Greater Harrisburg's Community Magazine

Beer Pioneer: This month, Appalachian Brewing Co. marks 20 years making craft suds.

It was the mid-1990s, and Harrisburg residents Jack Sproch and Shawn Gallagher were two local guys interested in starting a microbrewery.

At the time, this was a far-fetched idea, since Harrisburg restaurants were closing faster than they were opening, and nobody was really drinking anything but Miller and Bud.

So, Sproch booked a ski trip to Colorado for some respite and research, as the state was home to an emerging brewing culture. That’s where he met Artie Tafoya, owner of Heavenly Daze Brewery & Grill in Steamboat Springs. Tafoya was a restaurant veteran and self-taught microbrewer, so Sproch asked for advice and guidance for his idea.

Tafoya had started his brewery in 1988, a business borne out of a homebrewing hobby. But with a new idea on the table, he boldly uprooted himself from his home state of Colorado and relocated his entire family to Pennsylvania to help Sproch and Gallagher with their startup.

Regional Flare

The partners’ first objective was finding a building to house the business, a monumental task considering the amount of space large-scale brewing equipment requires.

The three discovered an abandoned warehouse, one of a string of forlorn industrial buildings along Cameron Street. At more than 100 years old, the Harrisburg Trolley Corp. building used to store parts for trolley repairs. It was next to a building, no longer standing, where the actual repairs took place. That the warehouse was still standing was itself a small miracle.

“The roof on this building had failed six or seven times, and it was in such disrepair,” Tafoya said. “But I told them it could work. They saw that vision, and I’m still amazed at all the work they did.”

That vision ultimately became the first location of the Appalachian Brewing Co., known locally and affectionately today as ABC.

It wasn’t without hard work. The 50,000-square-foot structure was a labor of love, taking nearly two years to rehabilitate. But in 1997, ABC finally opened its doors and gave the public here its first taste of local brews. At first, only the bottom portion of the building opened, serving beer and a limited menu that included salads and pizza. By time the building was renovated, the partners had limited resources, so there wasn’t much left for the restaurant portion, Tafoya said. But they managed to buy a pizza oven and make it work.

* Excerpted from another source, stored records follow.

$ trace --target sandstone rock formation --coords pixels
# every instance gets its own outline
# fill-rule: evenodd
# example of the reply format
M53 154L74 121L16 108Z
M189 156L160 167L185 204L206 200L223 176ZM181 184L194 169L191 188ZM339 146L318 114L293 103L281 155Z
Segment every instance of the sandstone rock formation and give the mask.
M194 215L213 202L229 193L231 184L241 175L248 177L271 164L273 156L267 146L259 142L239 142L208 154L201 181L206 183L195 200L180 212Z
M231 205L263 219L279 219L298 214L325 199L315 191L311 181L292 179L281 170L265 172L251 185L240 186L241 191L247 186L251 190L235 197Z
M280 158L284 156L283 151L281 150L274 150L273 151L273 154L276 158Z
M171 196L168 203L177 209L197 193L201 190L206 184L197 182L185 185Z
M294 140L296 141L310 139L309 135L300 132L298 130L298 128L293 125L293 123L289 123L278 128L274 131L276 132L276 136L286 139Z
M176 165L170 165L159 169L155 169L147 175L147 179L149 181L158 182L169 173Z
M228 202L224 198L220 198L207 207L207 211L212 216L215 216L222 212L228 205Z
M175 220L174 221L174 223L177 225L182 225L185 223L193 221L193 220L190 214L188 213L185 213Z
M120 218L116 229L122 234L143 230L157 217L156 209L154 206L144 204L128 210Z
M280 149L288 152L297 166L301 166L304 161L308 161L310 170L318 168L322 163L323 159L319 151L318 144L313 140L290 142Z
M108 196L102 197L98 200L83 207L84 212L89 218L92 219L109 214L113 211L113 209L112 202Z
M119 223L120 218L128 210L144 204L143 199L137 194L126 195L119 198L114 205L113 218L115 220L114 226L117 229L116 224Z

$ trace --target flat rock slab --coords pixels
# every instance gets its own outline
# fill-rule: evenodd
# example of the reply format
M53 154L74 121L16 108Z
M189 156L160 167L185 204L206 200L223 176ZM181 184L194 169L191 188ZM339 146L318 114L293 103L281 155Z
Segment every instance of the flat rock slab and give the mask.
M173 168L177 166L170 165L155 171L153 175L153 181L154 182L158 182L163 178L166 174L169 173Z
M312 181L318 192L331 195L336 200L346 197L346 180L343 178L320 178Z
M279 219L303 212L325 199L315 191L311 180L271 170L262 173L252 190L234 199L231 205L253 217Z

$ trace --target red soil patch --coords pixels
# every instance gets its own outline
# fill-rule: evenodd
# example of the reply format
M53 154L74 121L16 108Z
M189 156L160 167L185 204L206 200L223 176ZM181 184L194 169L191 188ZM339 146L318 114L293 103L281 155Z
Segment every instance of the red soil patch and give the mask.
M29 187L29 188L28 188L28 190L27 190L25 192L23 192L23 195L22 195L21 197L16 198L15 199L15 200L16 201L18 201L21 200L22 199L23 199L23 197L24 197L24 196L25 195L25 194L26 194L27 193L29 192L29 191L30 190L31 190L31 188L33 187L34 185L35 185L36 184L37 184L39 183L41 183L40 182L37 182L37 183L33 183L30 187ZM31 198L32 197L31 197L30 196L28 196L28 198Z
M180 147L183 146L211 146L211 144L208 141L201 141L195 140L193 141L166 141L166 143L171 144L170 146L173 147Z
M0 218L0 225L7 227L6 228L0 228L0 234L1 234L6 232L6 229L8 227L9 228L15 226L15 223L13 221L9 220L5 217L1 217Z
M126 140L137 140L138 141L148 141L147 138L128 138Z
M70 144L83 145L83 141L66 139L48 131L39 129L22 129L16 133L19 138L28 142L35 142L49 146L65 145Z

“People in the community gathered around us and carried us those first few years,” Tafoya said. “We were on the cutting edge, and we were investing in Harrisburg when so many weren’t.”

ABC’s Water Gap Wheat and Jolly Scot Scottish Ale are two of the original beer recipes and remain crowd favorites today. These beers also are a toast to the process that helped build the ABC menu of flagship and seasonal brews.

“I always tried to develop beers for the places I was consulting,” said Tafoya. “You are never going to have the same tasting beer wherever you go because of the water, so you don’t always use the same ingredients. I always try to give the beer some regional flare when I am helping somebody out.”

Be Different

ABC may be celebrating two decades in Harrisburg, but it takes more than time to become an institution. It’s also about paying attention to customers as times change.

“The consumer has become so smart,” Tafoya said. “Beer drinkers are very educated. I can’t make something and just call it this or that. They know that a pilsner should be this way or an IPA should be that way. You have to be true to the customer and provide them with something different and interesting all the time.”

Since opening on Cameron Street, ABC has grown at that location and expanded to offer more eclectic beers, as well as music in the upstairs Abbey Bar. The flagship location also has numerous spaces for event bookings and an outdoor patio for enjoyment during milder weather—all of it a long way from that dilapidated warehouse. ABC has opened five additional locations throughout central Pennsylvania—in Mechanicsburg, Gettysburg Gateway, Gettysburg Battlefield, Collegeville and Lititz—with each offering visitors a unique experience tailored to the space.

To mark the brewery’s 20th anniversary month in May, ABC will host a number of events, beginning May 2, when there will specials every day. Among the features are old menu items at 1997 prices, buy-one-get-one burgers and free root beer floats. The month-long celebration pays homage to ABC’s endurance as the first brewpub of its kind in the Harrisburg area.

With two decades down, what do the next 20 years bring? The group has a plan.

“Soda has been our biggest venture, and its growth is limitless,” Tafoya said. “We have moved our (soda) manufacturing operation to our Mechanicsburg location to expand.”

The greater philosophy, though, remains unchanged from those early days, when, to most people, the term “craft beer” might just refer to drinking Coors Light on a boat.

“We always want to be different,” Tafoya said. “We never want to get stagnant.”